Gamification was ist das eigentlich? Unter diesem Begriff, der im erziehungswissenschaftlichen Kontext in den letzten Jahren immer mehr Erwähnung findet, versteckt sich vor allem der Einsatz von Elementen, die sonst nur aus (Video-)Spielumgebungen bekannt sind, im Schulunterricht. Gemeint ist nicht der Einbau eines kurzen Spiels in den Regelunterricht, sondern die Umgestaltung des gesamten Unterrichts zu einem Spiel.
Der Begriff ist ebenfalls von sog. Serious Games, die einzig das Ziel Bildung oder Wissen zu vermitteln verfolgen und traditionellen bzw. analogen Formen des Spielens in kontrollierten Lernumgebungen, wie sie beispielsweise aus der Vorschule bekannt sind abzugrenzen, da sich der Ansatz der Gamification klar am Design von unterhaltsamen Videospielen orientiert.
Um ihre User am Spielen zu halten hat sich die Videospielbranche in den letzten 30 Jahren des ein oder anderen Trick aus dem Nähkästchen der Verhaltenspsychologie bedient und das mit großem Erfolg. Einer Umfrage des Branchenverbands der deutschen Informations- und Telekommunikationsbranche Bitkom e. V. zufolge sind rund 42 Prozent der deutschen Bevölkerung auf ihren stationären oder mobilen Endgeräten spielerisch unterwegs und die Anzahl der Spielenden wächst ständig:
Laut einer anderen Umfrage aus dem Jahr 2020 der DAK zur Mediennutzung verbrachten in diesem Jahr Jugendliche zwischen 10 und 17 Jahren, die mindesteins einmal die Woche spielen, rund 75% mehr Zeit mit Videospielen als noch im Vorjahr.

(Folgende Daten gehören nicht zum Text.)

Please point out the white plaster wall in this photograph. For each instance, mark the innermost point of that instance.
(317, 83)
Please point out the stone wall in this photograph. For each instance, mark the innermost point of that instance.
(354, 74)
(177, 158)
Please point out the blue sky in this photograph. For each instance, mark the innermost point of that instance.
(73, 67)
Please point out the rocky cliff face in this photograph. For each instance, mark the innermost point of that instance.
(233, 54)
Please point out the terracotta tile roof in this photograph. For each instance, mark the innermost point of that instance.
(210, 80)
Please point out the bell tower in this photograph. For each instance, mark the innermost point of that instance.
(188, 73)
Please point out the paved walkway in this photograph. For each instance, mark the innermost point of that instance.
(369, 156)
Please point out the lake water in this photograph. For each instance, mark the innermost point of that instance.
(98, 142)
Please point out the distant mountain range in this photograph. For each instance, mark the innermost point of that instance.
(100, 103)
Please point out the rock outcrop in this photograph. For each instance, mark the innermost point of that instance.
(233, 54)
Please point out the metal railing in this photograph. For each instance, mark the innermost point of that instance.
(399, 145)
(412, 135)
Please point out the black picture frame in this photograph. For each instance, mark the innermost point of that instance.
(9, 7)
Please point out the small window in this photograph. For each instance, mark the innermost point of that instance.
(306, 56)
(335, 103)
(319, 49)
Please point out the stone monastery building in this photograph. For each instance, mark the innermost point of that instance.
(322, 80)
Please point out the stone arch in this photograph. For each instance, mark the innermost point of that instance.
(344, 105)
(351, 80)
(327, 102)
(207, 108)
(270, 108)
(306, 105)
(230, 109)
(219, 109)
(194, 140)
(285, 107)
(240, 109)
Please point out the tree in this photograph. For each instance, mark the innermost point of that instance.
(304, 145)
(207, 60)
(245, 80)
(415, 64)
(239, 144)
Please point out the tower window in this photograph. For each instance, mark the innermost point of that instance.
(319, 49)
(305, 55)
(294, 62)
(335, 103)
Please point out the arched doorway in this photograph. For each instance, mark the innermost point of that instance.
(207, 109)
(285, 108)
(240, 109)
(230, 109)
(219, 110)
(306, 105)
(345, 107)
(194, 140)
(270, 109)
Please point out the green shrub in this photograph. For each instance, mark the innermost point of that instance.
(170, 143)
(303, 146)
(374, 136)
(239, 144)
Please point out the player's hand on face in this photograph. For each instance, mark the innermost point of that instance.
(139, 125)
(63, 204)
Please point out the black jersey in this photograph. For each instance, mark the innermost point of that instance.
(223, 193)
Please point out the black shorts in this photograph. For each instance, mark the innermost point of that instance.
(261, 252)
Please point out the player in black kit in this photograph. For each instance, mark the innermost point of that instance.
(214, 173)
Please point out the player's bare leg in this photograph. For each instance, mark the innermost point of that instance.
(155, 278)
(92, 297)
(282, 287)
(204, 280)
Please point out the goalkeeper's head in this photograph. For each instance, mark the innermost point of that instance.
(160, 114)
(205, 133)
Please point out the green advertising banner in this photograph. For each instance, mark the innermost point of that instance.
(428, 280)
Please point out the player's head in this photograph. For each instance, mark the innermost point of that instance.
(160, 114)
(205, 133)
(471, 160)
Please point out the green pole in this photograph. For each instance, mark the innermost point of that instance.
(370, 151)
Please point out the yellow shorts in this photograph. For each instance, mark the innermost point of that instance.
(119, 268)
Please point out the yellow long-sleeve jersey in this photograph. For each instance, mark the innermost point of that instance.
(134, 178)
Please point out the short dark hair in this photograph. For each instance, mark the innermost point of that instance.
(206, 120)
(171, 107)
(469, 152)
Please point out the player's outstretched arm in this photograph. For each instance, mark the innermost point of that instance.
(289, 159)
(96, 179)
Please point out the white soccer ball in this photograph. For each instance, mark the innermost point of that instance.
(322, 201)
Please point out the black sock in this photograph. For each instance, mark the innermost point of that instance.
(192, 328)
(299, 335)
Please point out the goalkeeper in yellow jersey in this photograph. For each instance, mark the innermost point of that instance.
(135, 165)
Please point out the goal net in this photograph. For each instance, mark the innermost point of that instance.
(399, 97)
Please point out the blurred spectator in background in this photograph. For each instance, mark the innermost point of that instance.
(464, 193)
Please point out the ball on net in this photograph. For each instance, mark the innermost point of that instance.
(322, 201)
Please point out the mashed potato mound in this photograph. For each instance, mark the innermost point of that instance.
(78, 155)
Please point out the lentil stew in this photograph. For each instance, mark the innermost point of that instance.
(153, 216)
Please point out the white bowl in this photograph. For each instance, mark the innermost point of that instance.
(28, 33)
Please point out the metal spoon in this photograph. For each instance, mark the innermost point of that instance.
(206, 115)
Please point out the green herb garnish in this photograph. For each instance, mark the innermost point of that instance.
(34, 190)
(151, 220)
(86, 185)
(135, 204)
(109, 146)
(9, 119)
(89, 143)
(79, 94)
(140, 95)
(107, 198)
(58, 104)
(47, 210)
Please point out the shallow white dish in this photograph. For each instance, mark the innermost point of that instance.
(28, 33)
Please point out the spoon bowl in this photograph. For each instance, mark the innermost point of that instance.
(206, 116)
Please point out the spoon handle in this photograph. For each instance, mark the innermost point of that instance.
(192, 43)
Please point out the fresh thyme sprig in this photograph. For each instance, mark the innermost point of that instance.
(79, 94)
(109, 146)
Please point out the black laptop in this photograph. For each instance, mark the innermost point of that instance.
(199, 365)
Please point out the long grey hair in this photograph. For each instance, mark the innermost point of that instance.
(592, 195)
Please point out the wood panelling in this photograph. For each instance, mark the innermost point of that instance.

Die Mittel, mit denen die Videospielindustrie arbeitet reichen von Konditionierungen nach dem Vorbild der Skinner-Box in Form von Belohnungssystemen, über sog. Collectives, die an den menschlichen Sammeltrieb appellieren, bis hin zu Motivation durch Spaß am Spiel oder Wettkampf und Vergleich, z.B. durch sog. Achievments, mit anderen Spielern.
Die Frage die sich nun stellt ist, welche Vor- und Nachteile sich durch die Gamification von Unterricht ergeben.
Pros
1.Motivation und Aktivierung
Durch die Verbindung von Spaß am Spielen und Lernen kann eine insgesamt bessere Lernerfahrung gestaltet werden. Eine gute Umsetzung von Gamification sorgt für von den Schüler*innen ausgehendes Engagement und aktive Teilnahme am Unterrichtsgeschehen.
2.Feedback
Lerher*innen und Lehrer haben stets Einsicht in den Lernprozess der Schüler*innen und können auf Basis der Werte und Ergebnisse sofort persönliches Feedback geben. Darüber hinaus bietet sich die Möglichkeit standadisiertes, automatisches Feedback festzulegen, dass die Schüler*innen je nach Ergebnis vom Programm erhalten.
Für die Schüler*innen bietet diese hohe Frequenz an Feedback ständig Möglichkeiten den eigenen Wissensstand zu überprüfen und so langfristig ihre Leistungen zu verbessern.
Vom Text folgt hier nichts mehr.